BEIJING: Scrawled messages, flowers and offerings of fruit outside Google’s Beijing headquarters mourned the passing of a loved one today as Internet users expressed defiance against China’s web censorship.

“I don’t know what I’ll do without Google. I’ve come here to pay my respects to Google,” said one of several paper messages placed on top of the company sign.

“Goodbye Google. You can build the wall, but you can’t separate the hearts of the people. We want to see the other side of the wall,” said another, apparently referring to the authorities’ “Great Firewall of China”.

“Freedom?” wrote one supporter, in English and Chinese, on a message nestled near a bouquet of flowers, a bottle of Chinese baijiu liquor, and some apples and oranges — a typical offering when a loved one has died.

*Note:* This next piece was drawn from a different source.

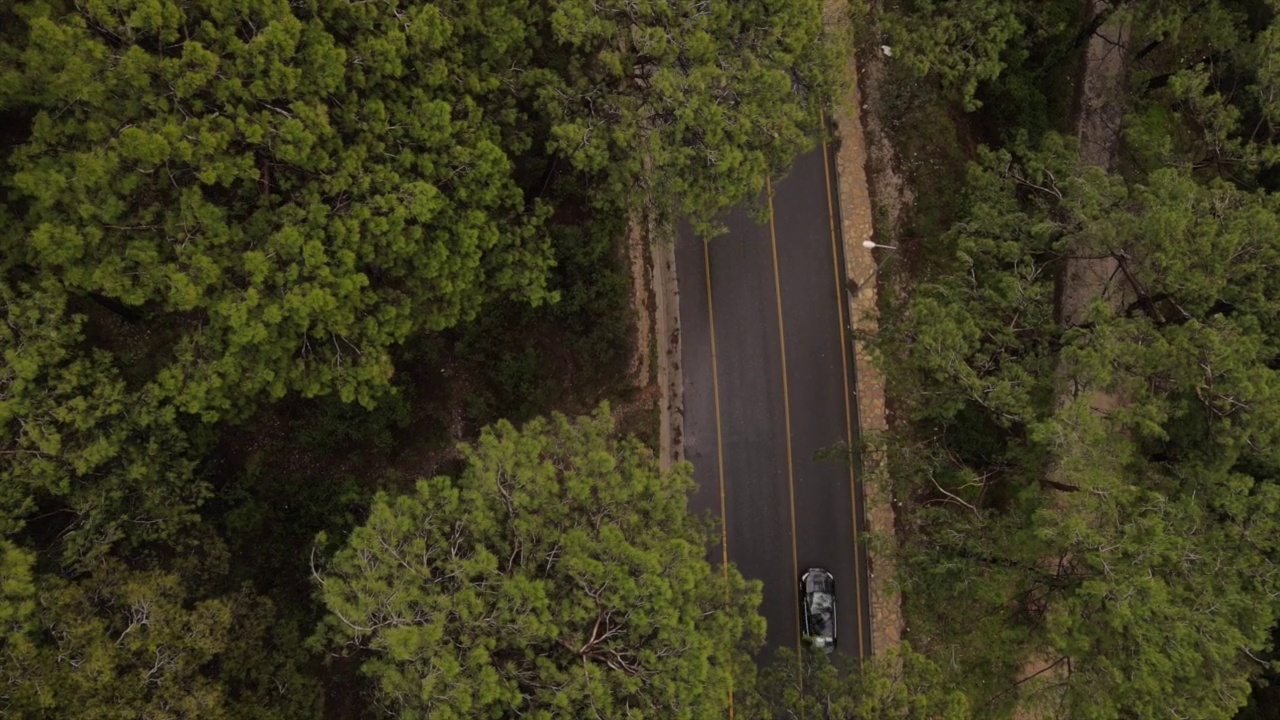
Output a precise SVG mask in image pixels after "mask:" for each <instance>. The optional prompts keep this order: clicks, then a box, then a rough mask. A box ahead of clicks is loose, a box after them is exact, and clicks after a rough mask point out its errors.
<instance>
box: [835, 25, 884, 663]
mask: <svg viewBox="0 0 1280 720" xmlns="http://www.w3.org/2000/svg"><path fill="white" fill-rule="evenodd" d="M827 22H828V23H849V22H850V19H849V8H847V3H846V1H845V0H827ZM840 35H841V36H845V37H847V36H850V33H849V32H841V33H840ZM845 72H846V78H847V88H849V91H847V92H849V95H847V97H844V99H840V101H837V104H836V110H835V118H833V119H835V135H836V141H837V151H836V177H837V181H838V197H837V201H838V204H840V218H841V238H842V241H844V255H845V281H846V287H847V288H849V290H850V291H849V293H847V295H846V299H847V302H849V307H847V313H849V315H847V316H849V319H850V327H851V328H858V331H859V333H867V334H874V332H876V328H877V281H876V277H877V273H876V258H874V255H873V252H872V250H869V249H867V247H864V246H863V242H864V241H868V240H873V232H874V228H873V225H872V202H870V190H869V186H868V178H867V140H865V135H864V132H863V120H861V117H860V115H861V108H863V106H861V97H860V91H859V87H858V77H859V76H858V61H856V58H855V56H854V54H852V53H850V54H849V60H847V64H846V68H845ZM854 369H855V396H856V398H858V421H859V433H860V436H864V437H865V436H868V434H879V433H883V432H884V430H886V429H887V428H888V425H887V421H886V416H884V380H883V378H882V377H881V374H879V372H878V370H877V369H876V366H874V364H873V363H872V359H870V354H869V350H868V347H867V343H865V341H858V342H854ZM860 471H861V475H860V477H859V478H858V479H859V480H860V482H861V483H863V488H864V497H865V507H867V525H868V528H869V529H870V532H872V534H873V536H876V538H877V542H876V543H874V544H873V546H872V547H870V548H869V551H868V555H869V557H870V573H869V575H870V605H872V606H870V615H872V651H873V653H876V655H882V653H884V652H886V651H888V650H890V648H892V647H895V646H897V644H899V642H901V638H902V603H901V593H900V592H899V591H897V585H896V583H895V580H893V578H895V569H893V561H892V552H893V550H892V548H893V538H895V511H893V505H892V502H891V497H890V489H888V482H887V478H884V462H883V459H882V457H881V456H879V455H878V454H868V455H865V456H863V459H861V468H860Z"/></svg>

Google vowed on Tuesday to stop bowing to Chinese Internet censors and risk banishment from the lucrative market. China today insisted the Internet was open, and said foreign web firms were welcome to do business “according to law”.

A 27-year-old employee at an Internet company, who only gave his surname Zhang, said the Chinese authorities had gone too far in their policing of the web.

“In the last few years, it has become harder and harder to go around the Great Firewall. You have to spend more time and money,” he said. “If Google leaves China, I think that China can block all Google sites inside China.”

Daily’s warning

BEIJING: China will lose out if Google makes good on a threat to quit the country over cyberattacks and censorship, a state newspaper warned on Thursday, saying people had the right to a free flow of information. “it will imply a setback to China and serious loss to China’s Net culture,” said the Global Times.

US backing

WASHINGTON: With Google threatening to pull out of China over censorship, the White House said on Wednesday that it backs the “right to a free Internet” and confirmed it has held talks with the Internet giant. White House spokesman Robert Gibbs said, “We have had conversations with them.